Market Verdict on Iron Ore:
• Neutral to bearish.

 

Macro:
• China’s Ministry of Finance: In 2023, China will appropriately increase fiscal expenditure, promote recovery of consumption market.
• Many dry bulk shipowners will have to slow steam their fleets for their vessels to achieve a passing rating in the International Maritime Organization’s (IMO) Carbon Intensity Indicator (CII) regulation that takes effect on 1 January 2023, potentially disrupting a dry bulk shipping segment hampered by geopolitical turmoil and a sagging global economy.

 

Iron Ore Key Indicators:
• Platts62 $117.65, +0.30. The winter iron ore stock for Chinese mills entered a end with Chinese New Year looming.
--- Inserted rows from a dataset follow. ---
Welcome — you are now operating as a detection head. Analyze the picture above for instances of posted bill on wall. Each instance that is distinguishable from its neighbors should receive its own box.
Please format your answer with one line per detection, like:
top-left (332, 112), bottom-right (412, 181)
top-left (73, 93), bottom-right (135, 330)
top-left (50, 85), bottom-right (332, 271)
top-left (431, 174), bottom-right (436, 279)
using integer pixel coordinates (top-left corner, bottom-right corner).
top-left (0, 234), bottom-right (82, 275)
Steel mills suffered negative production margin because the uptick of raw materials and low trading volume and change on steel sales. Thus, iron ore increasing potentially reaching limit in January, seeing lower marginal demand.
• 45 Chinese iron ore arrivals at 26.82 million tons, up 6.03 million tons on the week. Six northern ports iron ore arrivals at 14.56 million tons, up 3.25 million tons.
• The state-controlled producer increased domestic prices by 200 rupees/t ($2/t) from November to Rs4,300/t for lump with 65.5pc Fe and by Rs500/t to Rs3,410/t for 10mm fines with 64pc Fe. Lump and fines prices are now lower against the previous year by 12pc and 16pc, respectively.
SGX Iron Ore 62% Futures& Options Open Interest (Jan 3rd)
l Futures 89,796,400 tons(Increase 1,131,500 tons)
• Options 65,000,800 tons(Increase 658,500 tons)

 

Steel Key Indicators:
• Qinghuangdao in Hebei Province, China started level II air pollution alert, to restrict 50% of sintering in three steel mills, last 3-5 days from January 3rd.

 

Coal Indicators:
• A trade between an Indian steelmaker and an international trader for 40,000 mt of Australian premium mid-vol Goonyella coal loading in early February at $297/mt.
• Chinese physical coke price down 100-110 yuan/ton for the first round after several decrease in December.